Dishwasher broke, so now I’m washing them all by hand like some sort of motherless Disney Princess.
The doctor should ask how often you miss your mouth entirely when drinking
I spend a lot of time looking at new recipes for someone who regularly burns instant noodles
It’s exciting to receive a Valentine’s Day card and not know who it’s from. A Father’s Day card, not so much.
{playing Hide & Go Seek}
Me:*hides in pantry
Kids: ready or not here we come!
Me: *quietly opens bag of Cheetos
Kids: He’s eating again!
Dyslexic Superbowl watchers were probably disappointed when they saw football instead of a superb owl.
Cop: can I see some id
Me: *gives him a napkin* keep the change
Cop: are you high
Me: yes sir
Asked 4 how pre school was and she said Jake did a bad thing and made Freya cry and when I asked 4 what Jake did she said she couldn’t remember and went to play with her Barbie and now I’m expected to just carry on my life not knowing what went down between Jake & Freya
[bedtime]
SON: Can you leave the light on?
ME: So it’ll be easier for the monsters to find you?
SON: What?
ME: What?
When I want my husband to cut the grass I give him a mowtivational speech.
Doctor: congrats! Have you chosen a name yet?

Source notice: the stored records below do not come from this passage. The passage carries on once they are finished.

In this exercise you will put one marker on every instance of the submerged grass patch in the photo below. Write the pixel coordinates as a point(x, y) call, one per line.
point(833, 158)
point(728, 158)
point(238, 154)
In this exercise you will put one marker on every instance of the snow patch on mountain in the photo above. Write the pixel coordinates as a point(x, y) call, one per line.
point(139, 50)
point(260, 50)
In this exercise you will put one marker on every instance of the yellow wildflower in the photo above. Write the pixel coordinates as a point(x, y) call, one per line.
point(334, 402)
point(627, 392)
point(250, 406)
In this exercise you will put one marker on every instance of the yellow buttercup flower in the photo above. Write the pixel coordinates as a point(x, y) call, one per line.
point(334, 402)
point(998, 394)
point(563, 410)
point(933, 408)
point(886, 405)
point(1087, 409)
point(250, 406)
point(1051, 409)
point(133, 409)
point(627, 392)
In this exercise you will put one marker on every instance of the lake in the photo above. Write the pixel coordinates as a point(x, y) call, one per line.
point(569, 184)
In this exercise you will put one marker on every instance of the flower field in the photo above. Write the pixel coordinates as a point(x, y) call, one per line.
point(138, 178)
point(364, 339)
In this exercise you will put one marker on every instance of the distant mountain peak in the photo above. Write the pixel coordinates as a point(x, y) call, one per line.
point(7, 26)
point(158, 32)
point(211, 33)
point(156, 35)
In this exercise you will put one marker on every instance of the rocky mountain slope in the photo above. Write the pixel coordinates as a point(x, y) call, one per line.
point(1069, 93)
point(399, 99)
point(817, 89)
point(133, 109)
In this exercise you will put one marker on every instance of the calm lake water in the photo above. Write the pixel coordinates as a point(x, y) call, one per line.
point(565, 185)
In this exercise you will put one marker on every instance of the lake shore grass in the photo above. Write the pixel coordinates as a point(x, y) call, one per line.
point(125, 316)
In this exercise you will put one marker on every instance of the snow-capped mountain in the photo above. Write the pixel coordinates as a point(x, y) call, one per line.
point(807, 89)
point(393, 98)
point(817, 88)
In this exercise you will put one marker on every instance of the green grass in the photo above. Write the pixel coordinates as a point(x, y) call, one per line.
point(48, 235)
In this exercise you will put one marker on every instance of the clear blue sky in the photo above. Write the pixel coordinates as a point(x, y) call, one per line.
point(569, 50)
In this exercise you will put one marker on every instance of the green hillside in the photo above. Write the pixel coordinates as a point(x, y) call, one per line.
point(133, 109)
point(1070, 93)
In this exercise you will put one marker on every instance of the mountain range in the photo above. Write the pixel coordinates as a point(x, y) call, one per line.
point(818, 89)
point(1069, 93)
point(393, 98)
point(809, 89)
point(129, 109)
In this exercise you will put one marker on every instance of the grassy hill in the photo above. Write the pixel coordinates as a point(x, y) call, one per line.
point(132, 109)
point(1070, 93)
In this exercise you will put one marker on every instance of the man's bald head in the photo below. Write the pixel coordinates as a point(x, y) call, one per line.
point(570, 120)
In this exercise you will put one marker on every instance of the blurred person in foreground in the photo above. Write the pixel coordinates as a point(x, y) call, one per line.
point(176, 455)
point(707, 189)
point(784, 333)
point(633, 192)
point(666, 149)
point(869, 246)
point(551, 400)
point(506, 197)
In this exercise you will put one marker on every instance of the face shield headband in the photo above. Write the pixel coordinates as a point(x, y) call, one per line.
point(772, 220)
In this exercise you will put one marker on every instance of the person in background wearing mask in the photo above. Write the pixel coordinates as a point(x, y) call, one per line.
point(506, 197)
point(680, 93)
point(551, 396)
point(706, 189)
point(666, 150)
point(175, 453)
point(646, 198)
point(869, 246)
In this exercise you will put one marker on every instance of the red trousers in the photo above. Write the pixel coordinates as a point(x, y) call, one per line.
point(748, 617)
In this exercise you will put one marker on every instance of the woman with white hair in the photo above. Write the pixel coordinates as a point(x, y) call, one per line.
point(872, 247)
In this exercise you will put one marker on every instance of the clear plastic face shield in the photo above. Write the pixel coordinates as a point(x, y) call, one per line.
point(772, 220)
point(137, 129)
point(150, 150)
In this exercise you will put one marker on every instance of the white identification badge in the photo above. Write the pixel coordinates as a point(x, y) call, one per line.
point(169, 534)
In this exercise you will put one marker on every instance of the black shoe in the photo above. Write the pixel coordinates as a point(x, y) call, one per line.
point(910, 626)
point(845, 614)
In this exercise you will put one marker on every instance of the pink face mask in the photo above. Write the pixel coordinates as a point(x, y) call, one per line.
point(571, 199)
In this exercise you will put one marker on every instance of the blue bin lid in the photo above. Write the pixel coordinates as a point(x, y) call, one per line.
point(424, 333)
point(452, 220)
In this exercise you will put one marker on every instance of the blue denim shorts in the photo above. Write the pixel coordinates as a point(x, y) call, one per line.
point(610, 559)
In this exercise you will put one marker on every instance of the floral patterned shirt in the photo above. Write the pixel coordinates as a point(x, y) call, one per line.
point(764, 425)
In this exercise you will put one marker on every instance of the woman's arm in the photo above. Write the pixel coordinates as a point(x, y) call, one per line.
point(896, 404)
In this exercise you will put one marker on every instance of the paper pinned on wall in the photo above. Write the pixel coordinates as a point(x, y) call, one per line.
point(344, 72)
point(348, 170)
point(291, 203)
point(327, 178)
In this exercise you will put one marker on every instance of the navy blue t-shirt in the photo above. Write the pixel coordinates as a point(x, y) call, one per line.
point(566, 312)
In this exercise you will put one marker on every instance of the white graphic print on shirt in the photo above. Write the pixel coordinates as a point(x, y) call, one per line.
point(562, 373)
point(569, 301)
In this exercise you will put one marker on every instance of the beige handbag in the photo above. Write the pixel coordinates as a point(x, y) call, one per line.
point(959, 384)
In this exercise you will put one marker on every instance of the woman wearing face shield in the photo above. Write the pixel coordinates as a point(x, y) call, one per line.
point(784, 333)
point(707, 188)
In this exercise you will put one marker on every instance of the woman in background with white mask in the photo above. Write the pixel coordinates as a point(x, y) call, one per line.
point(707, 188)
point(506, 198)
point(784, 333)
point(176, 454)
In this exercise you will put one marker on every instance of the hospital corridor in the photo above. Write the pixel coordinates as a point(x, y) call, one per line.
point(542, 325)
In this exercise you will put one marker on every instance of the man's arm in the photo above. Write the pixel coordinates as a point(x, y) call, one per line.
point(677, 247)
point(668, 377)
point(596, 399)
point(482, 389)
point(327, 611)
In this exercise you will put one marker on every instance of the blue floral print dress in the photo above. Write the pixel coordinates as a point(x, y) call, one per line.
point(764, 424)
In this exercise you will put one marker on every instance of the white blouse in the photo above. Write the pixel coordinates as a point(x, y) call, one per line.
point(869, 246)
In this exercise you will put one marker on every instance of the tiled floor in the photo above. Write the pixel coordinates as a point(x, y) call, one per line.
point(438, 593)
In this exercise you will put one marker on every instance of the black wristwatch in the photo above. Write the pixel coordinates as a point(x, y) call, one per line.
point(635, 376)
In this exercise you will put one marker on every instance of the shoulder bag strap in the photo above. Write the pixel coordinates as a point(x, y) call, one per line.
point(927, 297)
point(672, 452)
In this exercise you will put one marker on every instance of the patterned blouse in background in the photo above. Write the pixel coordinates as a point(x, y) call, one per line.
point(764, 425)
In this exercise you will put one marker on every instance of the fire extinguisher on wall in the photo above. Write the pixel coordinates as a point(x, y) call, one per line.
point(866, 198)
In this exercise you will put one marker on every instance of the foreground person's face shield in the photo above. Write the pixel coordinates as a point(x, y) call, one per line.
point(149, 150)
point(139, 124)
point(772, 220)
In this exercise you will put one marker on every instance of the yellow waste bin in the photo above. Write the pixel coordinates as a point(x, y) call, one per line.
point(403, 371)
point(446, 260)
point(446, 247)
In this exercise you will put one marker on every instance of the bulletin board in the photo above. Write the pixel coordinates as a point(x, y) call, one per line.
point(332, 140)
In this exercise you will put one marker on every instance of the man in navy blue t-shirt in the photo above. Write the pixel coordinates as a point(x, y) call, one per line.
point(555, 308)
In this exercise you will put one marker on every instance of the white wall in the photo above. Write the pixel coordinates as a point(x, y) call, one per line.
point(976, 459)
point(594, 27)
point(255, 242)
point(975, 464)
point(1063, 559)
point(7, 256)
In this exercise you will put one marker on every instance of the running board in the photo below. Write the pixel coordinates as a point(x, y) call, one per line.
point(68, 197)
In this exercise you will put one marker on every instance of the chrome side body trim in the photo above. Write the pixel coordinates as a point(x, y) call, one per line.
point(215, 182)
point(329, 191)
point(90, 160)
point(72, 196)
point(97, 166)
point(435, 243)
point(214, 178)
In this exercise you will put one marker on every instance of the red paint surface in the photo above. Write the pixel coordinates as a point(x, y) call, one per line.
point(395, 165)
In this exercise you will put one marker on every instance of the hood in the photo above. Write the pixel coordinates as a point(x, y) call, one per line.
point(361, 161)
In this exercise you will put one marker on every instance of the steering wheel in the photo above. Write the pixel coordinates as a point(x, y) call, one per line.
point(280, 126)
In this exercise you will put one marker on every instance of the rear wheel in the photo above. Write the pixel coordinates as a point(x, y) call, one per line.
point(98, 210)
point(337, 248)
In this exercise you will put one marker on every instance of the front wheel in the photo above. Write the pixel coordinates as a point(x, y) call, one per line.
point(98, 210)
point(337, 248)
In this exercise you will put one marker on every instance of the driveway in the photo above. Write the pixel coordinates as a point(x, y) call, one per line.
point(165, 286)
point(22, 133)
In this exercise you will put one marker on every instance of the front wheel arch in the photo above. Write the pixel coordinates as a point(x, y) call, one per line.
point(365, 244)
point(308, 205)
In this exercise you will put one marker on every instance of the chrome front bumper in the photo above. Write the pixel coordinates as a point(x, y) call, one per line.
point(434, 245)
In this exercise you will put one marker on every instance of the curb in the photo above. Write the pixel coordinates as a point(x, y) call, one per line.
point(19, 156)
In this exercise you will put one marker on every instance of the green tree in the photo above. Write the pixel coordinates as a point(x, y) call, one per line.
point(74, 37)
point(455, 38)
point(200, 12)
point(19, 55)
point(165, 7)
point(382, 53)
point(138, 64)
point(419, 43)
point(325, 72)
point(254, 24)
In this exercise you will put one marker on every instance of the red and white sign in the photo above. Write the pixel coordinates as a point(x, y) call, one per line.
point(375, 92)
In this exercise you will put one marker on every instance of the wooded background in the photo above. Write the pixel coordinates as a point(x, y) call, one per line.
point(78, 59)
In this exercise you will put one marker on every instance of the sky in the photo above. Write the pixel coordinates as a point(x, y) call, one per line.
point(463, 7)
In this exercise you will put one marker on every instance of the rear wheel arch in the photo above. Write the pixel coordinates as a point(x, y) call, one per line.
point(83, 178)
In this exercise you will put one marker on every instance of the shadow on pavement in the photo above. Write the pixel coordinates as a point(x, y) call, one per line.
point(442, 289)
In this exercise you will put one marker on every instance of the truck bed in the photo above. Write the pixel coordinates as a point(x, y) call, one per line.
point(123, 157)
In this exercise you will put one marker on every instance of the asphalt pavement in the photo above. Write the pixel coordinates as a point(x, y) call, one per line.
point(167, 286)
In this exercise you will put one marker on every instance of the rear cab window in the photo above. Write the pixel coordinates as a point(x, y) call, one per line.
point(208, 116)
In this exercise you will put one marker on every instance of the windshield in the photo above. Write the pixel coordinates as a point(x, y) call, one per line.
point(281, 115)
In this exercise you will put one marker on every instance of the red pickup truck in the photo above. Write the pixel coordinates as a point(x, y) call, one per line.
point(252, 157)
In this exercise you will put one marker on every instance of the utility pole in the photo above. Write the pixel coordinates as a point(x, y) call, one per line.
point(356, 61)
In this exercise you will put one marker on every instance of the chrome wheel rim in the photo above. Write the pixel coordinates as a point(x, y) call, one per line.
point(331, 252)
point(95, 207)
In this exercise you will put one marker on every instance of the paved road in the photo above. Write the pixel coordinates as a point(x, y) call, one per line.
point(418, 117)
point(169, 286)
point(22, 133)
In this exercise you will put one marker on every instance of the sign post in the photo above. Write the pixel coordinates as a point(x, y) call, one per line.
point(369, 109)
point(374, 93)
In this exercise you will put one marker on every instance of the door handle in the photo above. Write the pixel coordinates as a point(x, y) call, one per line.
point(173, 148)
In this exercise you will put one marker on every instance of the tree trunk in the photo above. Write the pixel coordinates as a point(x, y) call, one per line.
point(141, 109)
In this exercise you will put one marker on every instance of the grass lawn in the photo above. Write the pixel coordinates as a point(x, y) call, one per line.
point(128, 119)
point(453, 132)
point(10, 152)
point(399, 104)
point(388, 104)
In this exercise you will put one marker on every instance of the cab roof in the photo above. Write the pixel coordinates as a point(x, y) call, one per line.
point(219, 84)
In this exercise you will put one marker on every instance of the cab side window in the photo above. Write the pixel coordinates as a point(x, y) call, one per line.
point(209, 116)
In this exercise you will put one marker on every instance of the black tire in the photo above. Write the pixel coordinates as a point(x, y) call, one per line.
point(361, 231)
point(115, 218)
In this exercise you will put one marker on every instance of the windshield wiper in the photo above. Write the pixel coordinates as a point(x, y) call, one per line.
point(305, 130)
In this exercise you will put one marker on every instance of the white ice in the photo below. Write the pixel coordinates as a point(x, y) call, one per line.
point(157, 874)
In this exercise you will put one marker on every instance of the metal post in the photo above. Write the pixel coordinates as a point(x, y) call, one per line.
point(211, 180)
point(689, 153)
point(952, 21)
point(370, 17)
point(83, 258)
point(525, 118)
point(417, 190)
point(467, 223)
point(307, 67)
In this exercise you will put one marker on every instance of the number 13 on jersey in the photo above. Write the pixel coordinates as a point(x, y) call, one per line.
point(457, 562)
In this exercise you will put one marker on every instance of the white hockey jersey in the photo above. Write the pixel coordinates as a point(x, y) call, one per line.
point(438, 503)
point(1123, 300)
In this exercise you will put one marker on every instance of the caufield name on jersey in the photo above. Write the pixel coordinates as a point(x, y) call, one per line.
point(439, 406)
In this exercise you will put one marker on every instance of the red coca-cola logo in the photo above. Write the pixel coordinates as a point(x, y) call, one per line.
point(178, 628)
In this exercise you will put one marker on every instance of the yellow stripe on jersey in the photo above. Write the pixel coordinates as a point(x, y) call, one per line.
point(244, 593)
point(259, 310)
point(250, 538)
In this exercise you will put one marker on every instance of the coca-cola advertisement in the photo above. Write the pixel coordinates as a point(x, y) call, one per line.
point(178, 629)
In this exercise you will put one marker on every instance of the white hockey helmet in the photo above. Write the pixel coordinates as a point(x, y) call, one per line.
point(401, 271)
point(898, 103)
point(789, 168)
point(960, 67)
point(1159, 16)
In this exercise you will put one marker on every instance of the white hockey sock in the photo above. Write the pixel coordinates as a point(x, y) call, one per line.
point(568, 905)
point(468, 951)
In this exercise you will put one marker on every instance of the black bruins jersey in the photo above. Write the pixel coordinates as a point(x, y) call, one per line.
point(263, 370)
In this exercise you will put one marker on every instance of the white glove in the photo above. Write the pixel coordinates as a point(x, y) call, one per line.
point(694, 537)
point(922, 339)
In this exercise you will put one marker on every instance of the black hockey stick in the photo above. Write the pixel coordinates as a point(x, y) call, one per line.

Me: well i love Reese’s Pieces so
Doctor: Reese is a lovely name
Me: *holds baby up* meet Pieces
agent, on phone: my clients have decided to accept your third offer
me: it’s off the table
agent: {muffled} ..what about the second
me: also off the table
agent: {muffled} ..ok fine, they’ll take first then
me: hold on, let me get my cat out of here
My boss is having a colonoscopy today.
I sure hope they find his head.
It was obvious from the camera angle it was AMC killing it’s viewers. #TWDfinale
I saw the Cheesecake Factory trending and thought it died.
You know you’ve just had lunch with a narcissist when your neck is stiff from nodding.
I really admire my daughter’s restraint. When we were reunited after a week apart she waited 5 whole minutes before asking what I brought her
Wind In The Willows: Choosing Nicknames:
Ratty: I’ll be The Ratster!
Toad: I’ll be The Toadster!
Mole: I’ll be The Molest… I’ll be Moley.
boss: david, you’re fired
me: *just got a haircut* is that alllllll you have to say to me 🙂
You have to kiss a lot of short, black, flamboyant musicians before you can find your Prince.
At a seminar. Cannot wait to drop someone during a trust fall.